Она заметила, что сын в последние дни был погружён в свои мысли и оттого рассеян. Попытки выведать о разговоре с Лалией ничего не дали. Сын упорно отмалчивался, напомнив Ирме о столь же упёртом характере её покойного мужа. Тот, бывало, в ответ на её беспокойные расспросы уходил на двор, где принимался вырезать из маленьких чурочек забавных существ: то ли очеловеченных зверюшек, то ли людей, оборотившихся в жизнерадостную нечисть.
От такой луны, вредным голосом продолжила она, у НОРМАЛЬНЫХ людей страх за свою судьбу возникает, хочется обратиться к Высшему с молитвами, дабы он даровал спасение.
Значит, я по другой дороге хожу, отозвался Янис. Не ищу спасения потому, что живу по совести. Свечками иль жертвами не задабриваю, а трачу монеты, честно заработанные, на снасти да на дом. Вот и тебе подарочек привёз из города шаль с кистями. Примерь-ка, матушка!

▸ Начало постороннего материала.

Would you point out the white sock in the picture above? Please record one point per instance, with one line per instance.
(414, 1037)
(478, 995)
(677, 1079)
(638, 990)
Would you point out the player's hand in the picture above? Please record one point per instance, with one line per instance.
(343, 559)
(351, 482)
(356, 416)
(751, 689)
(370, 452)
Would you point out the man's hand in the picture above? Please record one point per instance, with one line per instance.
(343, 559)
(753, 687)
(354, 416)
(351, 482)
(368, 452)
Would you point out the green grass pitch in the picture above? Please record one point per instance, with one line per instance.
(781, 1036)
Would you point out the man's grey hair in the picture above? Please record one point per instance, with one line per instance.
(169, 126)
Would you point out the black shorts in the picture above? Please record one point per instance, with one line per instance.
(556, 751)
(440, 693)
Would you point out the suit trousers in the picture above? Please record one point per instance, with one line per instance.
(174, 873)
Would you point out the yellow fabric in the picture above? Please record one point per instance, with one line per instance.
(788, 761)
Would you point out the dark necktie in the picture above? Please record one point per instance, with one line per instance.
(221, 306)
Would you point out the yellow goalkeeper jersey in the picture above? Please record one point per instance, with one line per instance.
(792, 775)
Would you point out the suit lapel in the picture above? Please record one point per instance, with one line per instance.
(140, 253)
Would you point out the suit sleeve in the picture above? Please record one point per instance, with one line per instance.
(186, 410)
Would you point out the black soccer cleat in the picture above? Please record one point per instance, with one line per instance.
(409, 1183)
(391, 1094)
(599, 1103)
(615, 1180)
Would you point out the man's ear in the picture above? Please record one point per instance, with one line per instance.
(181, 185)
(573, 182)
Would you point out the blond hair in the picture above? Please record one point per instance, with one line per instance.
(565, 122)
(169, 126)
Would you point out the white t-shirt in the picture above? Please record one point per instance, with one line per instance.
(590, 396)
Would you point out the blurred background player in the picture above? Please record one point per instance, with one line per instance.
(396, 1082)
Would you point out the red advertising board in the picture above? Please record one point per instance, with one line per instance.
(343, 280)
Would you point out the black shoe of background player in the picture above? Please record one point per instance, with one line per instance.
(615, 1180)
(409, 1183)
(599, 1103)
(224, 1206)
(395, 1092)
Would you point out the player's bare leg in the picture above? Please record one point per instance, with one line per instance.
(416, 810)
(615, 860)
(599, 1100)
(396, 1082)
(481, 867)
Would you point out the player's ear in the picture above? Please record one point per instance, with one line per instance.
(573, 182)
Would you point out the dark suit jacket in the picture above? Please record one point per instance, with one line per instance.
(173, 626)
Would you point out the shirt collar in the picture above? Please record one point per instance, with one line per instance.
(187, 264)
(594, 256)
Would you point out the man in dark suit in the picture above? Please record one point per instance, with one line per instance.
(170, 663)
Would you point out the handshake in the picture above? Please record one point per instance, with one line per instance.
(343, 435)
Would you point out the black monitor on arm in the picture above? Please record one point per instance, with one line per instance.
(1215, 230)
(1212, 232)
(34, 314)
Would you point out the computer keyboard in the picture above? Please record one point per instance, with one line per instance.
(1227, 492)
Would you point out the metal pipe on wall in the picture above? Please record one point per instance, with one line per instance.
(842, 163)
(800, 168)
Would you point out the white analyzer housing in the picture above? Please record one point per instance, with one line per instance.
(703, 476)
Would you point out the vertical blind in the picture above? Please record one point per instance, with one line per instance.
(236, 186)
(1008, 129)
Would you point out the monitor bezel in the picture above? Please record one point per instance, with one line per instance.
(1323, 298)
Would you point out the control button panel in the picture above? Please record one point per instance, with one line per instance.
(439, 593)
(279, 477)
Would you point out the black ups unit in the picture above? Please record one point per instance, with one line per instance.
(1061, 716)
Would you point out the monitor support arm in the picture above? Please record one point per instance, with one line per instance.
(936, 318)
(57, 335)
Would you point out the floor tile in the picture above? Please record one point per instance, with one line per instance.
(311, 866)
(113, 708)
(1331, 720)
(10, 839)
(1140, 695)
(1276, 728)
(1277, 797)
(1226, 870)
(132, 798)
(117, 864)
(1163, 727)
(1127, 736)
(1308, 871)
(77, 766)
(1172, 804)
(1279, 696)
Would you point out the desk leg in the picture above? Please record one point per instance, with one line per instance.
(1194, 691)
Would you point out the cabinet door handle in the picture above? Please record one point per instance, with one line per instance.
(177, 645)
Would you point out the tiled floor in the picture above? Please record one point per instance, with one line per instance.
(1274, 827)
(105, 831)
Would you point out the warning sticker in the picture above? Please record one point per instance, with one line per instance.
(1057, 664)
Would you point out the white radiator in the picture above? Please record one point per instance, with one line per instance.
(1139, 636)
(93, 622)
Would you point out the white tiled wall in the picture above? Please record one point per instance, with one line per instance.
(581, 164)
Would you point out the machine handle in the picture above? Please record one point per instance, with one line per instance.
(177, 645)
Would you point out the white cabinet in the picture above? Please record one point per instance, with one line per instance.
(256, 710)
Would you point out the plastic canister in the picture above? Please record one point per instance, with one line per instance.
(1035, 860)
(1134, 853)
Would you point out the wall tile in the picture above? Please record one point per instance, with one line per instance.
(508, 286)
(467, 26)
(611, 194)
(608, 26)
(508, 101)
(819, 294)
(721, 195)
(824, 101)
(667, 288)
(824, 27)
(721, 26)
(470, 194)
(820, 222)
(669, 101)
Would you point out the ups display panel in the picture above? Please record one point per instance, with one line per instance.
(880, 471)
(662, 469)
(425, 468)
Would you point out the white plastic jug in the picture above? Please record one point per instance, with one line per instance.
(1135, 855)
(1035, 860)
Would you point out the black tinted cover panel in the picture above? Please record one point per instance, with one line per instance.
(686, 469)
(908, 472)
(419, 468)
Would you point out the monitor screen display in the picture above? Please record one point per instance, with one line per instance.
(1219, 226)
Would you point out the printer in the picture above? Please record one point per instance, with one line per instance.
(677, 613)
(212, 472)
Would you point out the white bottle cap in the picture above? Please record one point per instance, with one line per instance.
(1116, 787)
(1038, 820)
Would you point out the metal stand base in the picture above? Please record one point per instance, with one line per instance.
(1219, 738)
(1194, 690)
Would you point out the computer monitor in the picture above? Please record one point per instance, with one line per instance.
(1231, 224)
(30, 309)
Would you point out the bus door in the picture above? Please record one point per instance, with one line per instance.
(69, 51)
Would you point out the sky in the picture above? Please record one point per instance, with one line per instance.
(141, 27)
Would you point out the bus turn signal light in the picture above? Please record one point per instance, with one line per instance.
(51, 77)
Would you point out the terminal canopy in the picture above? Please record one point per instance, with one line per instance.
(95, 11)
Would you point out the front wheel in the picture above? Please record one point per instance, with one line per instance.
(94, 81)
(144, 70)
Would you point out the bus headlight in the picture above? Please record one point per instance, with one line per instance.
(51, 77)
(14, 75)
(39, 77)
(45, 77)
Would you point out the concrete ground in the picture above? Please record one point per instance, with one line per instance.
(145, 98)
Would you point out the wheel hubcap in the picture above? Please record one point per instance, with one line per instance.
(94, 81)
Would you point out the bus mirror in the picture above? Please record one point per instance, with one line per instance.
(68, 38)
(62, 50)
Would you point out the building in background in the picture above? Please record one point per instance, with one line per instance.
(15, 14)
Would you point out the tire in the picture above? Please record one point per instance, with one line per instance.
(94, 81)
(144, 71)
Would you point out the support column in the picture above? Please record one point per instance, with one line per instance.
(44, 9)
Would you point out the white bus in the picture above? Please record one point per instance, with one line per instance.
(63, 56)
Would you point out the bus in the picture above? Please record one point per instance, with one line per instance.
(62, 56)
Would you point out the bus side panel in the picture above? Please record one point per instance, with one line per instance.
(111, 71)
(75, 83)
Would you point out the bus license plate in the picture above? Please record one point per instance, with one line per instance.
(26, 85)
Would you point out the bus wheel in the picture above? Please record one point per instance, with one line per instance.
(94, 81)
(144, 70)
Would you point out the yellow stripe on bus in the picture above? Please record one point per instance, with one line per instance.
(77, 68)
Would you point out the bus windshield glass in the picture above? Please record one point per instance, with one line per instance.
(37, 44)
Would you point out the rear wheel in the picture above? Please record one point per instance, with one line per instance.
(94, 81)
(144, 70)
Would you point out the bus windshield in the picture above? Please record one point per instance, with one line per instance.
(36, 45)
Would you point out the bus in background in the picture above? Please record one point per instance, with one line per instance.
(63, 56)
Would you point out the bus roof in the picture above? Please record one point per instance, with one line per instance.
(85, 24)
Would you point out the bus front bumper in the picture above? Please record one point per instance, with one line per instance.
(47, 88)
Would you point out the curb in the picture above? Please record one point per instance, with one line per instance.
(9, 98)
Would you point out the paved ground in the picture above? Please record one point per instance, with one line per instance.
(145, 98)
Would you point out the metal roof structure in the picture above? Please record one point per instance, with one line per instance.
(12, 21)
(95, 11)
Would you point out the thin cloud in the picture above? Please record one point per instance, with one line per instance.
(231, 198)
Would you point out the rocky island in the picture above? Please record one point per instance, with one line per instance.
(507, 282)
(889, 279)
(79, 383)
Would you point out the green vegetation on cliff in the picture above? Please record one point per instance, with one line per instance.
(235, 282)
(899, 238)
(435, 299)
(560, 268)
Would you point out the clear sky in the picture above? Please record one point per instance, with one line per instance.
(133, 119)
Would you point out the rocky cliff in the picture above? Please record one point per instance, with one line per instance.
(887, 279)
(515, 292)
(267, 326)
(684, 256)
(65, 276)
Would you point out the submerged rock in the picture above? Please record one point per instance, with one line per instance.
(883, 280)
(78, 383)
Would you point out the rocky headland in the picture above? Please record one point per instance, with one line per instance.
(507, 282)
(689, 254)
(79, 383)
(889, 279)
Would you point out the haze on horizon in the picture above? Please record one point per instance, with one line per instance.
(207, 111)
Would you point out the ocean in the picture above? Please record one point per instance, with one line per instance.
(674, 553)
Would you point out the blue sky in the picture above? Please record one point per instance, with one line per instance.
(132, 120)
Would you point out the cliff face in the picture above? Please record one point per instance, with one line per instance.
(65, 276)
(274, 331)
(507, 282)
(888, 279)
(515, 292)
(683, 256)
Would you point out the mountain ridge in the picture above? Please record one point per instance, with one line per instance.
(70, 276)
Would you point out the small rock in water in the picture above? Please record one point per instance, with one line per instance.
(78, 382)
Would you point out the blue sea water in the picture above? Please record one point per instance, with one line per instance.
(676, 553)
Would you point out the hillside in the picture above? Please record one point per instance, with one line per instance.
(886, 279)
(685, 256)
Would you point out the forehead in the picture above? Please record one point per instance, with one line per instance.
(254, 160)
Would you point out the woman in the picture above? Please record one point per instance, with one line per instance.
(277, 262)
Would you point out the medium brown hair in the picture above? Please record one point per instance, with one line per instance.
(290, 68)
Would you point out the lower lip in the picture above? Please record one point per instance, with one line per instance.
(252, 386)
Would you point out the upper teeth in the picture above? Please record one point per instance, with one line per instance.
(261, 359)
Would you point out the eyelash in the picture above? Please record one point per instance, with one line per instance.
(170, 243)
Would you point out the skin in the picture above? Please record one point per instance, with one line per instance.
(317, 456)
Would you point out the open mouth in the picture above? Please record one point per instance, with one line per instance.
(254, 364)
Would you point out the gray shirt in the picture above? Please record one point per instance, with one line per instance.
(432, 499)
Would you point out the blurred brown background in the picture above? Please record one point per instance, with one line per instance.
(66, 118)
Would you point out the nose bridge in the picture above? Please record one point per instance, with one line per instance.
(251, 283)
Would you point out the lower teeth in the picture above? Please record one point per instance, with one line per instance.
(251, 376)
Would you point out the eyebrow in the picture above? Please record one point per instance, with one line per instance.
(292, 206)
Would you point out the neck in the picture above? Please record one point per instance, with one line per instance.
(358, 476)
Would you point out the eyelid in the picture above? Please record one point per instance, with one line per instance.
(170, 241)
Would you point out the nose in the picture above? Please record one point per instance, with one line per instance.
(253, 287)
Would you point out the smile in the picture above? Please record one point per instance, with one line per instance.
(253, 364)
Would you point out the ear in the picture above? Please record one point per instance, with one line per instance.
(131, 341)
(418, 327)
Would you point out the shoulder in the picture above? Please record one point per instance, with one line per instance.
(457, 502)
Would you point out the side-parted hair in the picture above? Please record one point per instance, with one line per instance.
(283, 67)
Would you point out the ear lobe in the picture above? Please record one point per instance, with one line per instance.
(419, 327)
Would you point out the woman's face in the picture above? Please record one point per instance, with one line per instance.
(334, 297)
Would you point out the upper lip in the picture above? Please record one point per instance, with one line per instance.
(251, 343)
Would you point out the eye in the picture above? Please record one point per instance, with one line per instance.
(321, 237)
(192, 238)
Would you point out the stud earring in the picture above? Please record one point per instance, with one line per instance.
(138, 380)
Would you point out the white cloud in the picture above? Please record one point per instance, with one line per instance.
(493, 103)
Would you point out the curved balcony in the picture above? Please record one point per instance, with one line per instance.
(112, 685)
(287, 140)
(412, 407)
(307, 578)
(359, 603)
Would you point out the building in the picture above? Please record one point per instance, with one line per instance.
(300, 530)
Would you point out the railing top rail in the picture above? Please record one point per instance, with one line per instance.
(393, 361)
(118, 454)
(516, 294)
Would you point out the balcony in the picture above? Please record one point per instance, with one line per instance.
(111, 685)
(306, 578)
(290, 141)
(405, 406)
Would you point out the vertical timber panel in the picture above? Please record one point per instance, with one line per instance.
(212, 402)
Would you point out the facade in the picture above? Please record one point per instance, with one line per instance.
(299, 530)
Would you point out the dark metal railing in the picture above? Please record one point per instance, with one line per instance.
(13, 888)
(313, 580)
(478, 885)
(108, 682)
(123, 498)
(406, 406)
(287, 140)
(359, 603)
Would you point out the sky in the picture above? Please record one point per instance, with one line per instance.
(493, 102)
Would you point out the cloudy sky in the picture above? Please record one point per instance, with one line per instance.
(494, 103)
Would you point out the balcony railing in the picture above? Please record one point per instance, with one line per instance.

Ох, такую красоту да на плечи молодухе, а не мне, старой брюкве! сказала Ирма, завернувшись в цветастую ткань. Поистратился, а я в сундук положу для смертного.
Вот ещё! насупился Янис. Носи, пока жива. Что за дурость, хорошие вещи откладывать для гроба! Под землёй покойники друг к другу в гости не ходят, нарядами не хвалятся, хороводы не водят.
Насмешил! улыбнулась мать. Коли так, завтра же оденусь понаряднее, шаль твою повяжу и навещу Илгу. Подумать только, с детства друг друга знаем, а в последние годы видимся на бегу. Возьму горшочек со сливками. Они у меня отме-е-е-е-е-е-нные!
Она ещё долго не могла уснуть, но, наконец, угомонилась и засопела. Янис, словно тень, выбрался за дверь, вывел со двора Тутуя, копыта которого заранее обмотал тряпками, и отправился в лес, не зная, что его ожидает: шабаш, где ведьмы пляшут голышом, наводят порчу чёрными свечами из пёсьего жира, сношаются с колдунами и бесами, пьют кровь невинных, или Об этом «или» стучало сердце, подсказывая правду, далёкую от людских измышлений.